Setting aside the Tokohu earthquake, the Arab Spring, the Bin Laden killing, the Norway Massacre, the London riots, and Occupy Wall Street, let’s concentrate on the trivial entertainment culture that, sadly, I pay just as much attention to.
In April, the dark superhero comedy Super premiered. It mixed comic book motifs with gritty realism. The Crimson Bolt was a strangely sympathetic character, screaming in rage against a world that won’t fit his worldview.
The Spielberg pastiche/ alien-encounter comedy Paul landed in March, celebrating nostalgia and escapism.
The second half of 2011 saw new episodes of the inspired TV comedies Wilfred, Louie, Futurama, Community, Adventure Time, and An Idiot Abroad. They will undoubtedly appeal to fans of clever and surreal television.
The Colbert Report was quite active outside of the studio this year. To mock this loophole in congressional campaign finance law, Colbert created his own political action committee, or super PAC. He also organized a ballot initiative in South Carolina. It asked the public: “Are corporations people, or are people just people?” I hope the creators of The Colbert Report continue to bridge the gap between entertainment and political action into 2012. I truly admire the effort.

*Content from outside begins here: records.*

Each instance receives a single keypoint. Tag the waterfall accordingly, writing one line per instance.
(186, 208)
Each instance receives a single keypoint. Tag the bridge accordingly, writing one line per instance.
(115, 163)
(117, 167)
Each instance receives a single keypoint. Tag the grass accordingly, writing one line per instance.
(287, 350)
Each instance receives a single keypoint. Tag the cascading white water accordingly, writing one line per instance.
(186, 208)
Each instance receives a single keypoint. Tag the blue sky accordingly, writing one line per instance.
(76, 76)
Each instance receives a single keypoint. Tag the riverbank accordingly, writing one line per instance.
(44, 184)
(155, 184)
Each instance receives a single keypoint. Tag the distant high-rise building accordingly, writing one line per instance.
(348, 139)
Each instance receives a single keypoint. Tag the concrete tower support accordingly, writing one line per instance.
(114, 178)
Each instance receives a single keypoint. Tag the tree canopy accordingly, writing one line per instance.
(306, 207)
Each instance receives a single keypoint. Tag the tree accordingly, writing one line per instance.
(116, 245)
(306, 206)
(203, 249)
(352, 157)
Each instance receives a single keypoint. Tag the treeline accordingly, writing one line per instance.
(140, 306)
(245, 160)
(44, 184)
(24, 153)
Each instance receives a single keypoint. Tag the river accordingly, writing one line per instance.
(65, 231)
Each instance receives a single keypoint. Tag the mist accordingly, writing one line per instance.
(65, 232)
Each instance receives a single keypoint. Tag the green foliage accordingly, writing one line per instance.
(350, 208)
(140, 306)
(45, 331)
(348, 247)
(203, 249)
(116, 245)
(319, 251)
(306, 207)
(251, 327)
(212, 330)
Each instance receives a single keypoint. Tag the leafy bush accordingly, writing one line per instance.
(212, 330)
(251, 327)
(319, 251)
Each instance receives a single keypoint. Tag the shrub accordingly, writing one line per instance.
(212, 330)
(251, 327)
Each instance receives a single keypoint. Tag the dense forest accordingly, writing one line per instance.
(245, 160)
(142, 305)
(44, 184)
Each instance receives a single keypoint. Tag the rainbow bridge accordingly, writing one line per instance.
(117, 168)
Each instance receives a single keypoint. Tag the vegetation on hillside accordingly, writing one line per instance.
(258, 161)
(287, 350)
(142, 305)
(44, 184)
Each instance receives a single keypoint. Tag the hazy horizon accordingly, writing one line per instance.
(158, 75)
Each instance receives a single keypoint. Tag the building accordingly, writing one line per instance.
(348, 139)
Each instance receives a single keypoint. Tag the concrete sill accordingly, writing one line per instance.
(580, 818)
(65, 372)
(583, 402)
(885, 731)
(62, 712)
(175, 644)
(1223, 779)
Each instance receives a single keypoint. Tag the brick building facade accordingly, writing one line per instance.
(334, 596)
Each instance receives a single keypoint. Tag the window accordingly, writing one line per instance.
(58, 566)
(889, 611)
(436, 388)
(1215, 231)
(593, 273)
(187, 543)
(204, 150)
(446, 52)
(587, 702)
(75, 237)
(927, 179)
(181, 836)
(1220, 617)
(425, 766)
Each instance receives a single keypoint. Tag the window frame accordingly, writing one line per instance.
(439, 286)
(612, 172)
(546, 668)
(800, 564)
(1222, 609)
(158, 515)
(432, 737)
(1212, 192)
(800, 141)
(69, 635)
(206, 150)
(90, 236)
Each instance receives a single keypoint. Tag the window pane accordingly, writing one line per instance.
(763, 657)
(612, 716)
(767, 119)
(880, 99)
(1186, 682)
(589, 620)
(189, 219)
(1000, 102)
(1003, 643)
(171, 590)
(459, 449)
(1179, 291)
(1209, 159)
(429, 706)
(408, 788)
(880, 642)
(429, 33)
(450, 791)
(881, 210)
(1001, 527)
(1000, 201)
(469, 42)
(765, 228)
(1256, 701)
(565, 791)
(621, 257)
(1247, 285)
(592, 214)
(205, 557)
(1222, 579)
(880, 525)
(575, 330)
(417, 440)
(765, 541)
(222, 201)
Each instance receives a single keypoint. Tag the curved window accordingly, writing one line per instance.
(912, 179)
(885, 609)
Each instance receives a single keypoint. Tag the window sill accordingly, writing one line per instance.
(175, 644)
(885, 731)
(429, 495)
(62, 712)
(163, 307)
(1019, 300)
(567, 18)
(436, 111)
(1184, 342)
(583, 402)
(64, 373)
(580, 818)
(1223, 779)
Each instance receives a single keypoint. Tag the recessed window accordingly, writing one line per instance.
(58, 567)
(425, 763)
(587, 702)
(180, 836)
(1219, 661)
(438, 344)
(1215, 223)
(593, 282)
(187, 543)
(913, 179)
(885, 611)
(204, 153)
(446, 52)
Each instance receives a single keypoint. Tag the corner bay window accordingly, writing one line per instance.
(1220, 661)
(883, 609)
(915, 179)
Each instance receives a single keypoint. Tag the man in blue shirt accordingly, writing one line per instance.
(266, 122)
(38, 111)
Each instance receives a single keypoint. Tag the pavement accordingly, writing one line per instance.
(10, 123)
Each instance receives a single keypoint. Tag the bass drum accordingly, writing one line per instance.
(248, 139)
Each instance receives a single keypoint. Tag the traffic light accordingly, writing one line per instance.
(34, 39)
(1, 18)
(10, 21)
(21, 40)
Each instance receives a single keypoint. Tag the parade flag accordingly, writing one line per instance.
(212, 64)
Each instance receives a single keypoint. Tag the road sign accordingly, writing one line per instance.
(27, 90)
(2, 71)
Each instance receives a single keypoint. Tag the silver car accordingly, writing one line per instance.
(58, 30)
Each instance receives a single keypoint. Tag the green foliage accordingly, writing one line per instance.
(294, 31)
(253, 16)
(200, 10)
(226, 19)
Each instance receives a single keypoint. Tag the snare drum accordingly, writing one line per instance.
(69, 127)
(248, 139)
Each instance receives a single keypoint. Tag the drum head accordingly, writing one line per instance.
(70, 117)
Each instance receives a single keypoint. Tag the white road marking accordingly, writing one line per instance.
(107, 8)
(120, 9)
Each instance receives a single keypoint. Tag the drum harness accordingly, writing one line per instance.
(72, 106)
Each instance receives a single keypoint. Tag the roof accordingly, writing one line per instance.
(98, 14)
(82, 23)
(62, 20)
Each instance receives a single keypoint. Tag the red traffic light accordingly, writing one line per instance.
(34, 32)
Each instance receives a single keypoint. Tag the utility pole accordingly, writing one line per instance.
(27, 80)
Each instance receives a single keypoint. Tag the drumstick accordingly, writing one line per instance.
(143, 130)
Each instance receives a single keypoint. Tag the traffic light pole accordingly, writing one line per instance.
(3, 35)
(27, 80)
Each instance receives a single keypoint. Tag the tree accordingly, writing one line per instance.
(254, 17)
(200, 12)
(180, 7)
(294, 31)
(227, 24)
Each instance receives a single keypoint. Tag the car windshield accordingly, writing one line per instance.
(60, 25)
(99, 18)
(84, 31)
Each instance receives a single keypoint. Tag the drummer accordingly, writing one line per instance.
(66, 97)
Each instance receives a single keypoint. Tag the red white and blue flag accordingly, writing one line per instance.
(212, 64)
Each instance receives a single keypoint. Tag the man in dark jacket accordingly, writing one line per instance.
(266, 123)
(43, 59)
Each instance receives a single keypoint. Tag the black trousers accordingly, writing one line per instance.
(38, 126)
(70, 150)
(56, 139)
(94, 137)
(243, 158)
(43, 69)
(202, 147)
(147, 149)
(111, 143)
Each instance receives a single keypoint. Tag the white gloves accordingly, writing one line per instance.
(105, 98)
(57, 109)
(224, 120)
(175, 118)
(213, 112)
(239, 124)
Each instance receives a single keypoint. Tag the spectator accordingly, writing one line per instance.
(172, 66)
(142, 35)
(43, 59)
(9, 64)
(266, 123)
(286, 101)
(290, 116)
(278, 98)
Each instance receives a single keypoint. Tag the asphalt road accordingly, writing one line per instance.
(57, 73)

Other notable shows last year include Parks and Recreation, Archer, It’s Always Sunny in Philadelphia, Workaholics, Regular Show, Breaking Bad, Dexter, Weeds, Curb Your Enthusiasm, Bored to Death, 30 Rock, Onion News Network, Onion Sportsdome, Portlandia, and Life’s Too Short.
Movies You Should See and Judge John Hodgman were the funniest podcasts of 2011. The Sound of Young America, The Nerdist, Fitzdog Radio, The Mental Illness Happy Hour, and WTF with Marc Maron were all replete with penetrating interviews. Stuff to Blow Your Mind, Stuff You Missed in History Class, and The Skeptics’ Guide to the Universe challenged my perceptions. WNYC’s Radiolab and Freakonomics Radio were the best of them all. They showed me how much I have yet to learn.
In 2012, The Sound of Young America has become Bullseye with Jesse Thorn, and the first episode is a great one. It includes the AV Club’s picks for the year, as well as an interview with Chris Lilley. His show Angry Boys began on the first of the month, and looks promising.
So long to this past year. For most of the world, 2011 was pretty harrowing. But for those of us who can still afford shelter and a computer, 2011 was fantastic for pop culture.